Laura Ingraham, Joaquin Castro feud on Twitter over migrant detainment facilities

Rep. Joaquin Castro (D-Texas) and Fox News host Laura Ingraham feuded Wednesday over the pictures and videos he released showing conditions at migrant detention facilities near the southern border.

In a heated back-and-forth, Castro, who traveled this week with a group of U.S. lawmakers to assess the conditions at U.S. Customs and Border Protection facilities in Texas, blasted Ingraham as a “white supremacist.”

On Monday, the Texas lawmaker tweeted videos and pictures from the visit, including a clip of a shower migrants use at a facility in Clint, Texas. 

Ingraham responded, saying that the showers reminded her of the Army facilities she saw and used while visiting Iraq. 

“Think needs to spend more time overseas w/ our troops bef he calls this inhumane,” she said. 

Castro responded by calling Ingraham a “white supremacist,” and criticizing her comparison of the facilities. 

“And, no, I don’t think refugees should be kept in war-zone conditions in the most prosperous nation on earth,” Castro said on Twitter from his official account. 

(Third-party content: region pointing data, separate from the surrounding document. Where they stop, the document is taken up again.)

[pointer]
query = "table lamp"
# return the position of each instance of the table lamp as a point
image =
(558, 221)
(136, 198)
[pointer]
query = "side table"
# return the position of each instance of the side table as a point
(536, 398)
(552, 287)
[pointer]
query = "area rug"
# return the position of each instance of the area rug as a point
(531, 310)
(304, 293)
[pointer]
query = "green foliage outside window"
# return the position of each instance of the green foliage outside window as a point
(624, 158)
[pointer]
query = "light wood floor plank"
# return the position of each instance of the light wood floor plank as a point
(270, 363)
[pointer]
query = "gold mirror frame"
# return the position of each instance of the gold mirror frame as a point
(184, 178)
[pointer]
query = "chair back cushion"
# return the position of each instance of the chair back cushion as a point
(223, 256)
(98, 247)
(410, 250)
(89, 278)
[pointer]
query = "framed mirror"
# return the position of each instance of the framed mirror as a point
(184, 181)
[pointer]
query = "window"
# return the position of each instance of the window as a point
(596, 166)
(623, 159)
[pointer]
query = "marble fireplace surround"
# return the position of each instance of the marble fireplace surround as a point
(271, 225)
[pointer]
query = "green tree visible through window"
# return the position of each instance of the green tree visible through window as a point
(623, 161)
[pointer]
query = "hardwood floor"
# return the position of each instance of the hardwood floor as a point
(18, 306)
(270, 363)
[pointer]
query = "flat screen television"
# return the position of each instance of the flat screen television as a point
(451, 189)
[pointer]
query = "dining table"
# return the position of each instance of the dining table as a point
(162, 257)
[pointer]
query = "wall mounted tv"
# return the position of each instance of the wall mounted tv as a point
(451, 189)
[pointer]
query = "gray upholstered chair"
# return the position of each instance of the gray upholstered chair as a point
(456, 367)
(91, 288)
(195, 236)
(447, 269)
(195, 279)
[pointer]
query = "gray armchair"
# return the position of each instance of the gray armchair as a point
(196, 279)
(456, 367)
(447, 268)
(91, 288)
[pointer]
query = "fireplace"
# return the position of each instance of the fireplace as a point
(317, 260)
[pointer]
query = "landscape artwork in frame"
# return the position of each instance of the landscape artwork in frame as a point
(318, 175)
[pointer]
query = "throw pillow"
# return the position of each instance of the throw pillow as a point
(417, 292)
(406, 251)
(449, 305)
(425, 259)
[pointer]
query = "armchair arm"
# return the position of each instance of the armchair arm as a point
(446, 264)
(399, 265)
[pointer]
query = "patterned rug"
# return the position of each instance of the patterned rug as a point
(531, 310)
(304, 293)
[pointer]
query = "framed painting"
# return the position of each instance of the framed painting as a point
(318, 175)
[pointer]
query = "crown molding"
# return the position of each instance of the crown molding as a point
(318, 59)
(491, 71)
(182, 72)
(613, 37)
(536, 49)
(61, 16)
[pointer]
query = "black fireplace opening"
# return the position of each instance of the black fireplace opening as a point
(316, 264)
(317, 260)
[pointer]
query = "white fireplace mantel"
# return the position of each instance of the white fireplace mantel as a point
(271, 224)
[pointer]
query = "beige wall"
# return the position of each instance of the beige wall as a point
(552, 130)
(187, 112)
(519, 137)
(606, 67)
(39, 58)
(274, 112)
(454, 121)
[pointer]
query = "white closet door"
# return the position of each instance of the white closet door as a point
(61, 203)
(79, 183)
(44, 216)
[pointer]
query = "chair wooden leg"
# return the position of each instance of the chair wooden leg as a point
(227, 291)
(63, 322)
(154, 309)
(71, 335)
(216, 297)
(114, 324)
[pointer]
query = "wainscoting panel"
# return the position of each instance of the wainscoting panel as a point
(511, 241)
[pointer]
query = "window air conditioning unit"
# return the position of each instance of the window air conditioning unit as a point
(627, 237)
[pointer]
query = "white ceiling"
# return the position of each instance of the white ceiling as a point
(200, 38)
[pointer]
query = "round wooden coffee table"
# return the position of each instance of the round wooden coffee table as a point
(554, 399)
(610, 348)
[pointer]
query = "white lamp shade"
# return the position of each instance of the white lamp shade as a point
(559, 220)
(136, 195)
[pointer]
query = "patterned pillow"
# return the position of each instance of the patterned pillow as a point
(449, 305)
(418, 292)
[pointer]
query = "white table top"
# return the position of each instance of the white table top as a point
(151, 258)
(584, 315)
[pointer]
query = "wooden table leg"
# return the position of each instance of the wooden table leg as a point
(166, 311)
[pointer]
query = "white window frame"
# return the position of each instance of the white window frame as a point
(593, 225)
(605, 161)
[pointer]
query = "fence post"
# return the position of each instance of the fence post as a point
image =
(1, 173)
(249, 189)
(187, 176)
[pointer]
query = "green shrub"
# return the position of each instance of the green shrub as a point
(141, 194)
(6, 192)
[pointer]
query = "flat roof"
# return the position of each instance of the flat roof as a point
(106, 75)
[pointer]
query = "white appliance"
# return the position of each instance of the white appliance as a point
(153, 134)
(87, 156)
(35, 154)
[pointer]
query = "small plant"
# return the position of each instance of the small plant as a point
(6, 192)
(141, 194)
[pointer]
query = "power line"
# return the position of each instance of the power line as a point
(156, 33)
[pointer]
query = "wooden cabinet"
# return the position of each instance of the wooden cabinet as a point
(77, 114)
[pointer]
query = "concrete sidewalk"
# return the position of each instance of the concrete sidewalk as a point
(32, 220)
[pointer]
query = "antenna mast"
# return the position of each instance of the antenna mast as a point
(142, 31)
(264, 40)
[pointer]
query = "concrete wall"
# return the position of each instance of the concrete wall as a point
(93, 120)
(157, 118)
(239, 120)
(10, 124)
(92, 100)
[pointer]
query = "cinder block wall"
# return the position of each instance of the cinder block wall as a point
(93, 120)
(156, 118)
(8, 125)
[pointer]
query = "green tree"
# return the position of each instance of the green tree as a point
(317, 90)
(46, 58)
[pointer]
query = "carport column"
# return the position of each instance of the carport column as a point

The exchange between Castro and Ingraham comes as the Trump administration comes under heavy scrutiny from lawmakers and the public over conditions at migrant detention facilities near the U.S.-Mexico border. 

And a report this week from the Department of Homeland Security’s (DHS) internal watchdog found “dangerous overcrowding” and “prolonged detention of children and adults” at facilities in the Rio Grande Valley.

Castro was one of many lawmakers from the Congressional Hispanic Caucus delegation to visit some facilities earlier this week. After his visit, Castro called America’s border patrol system “broken.”

“And part of the reason it stays broken is because it’s kept secret. The American people must see what is being carried out in their name,” Castro said in a tweet, before release a series of videos and images. 

One of the videos Castro tweeted showed several women sitting on the floor of a El Paso, Texas, station with blankets. One of the women said she did not have medicine, Castro said.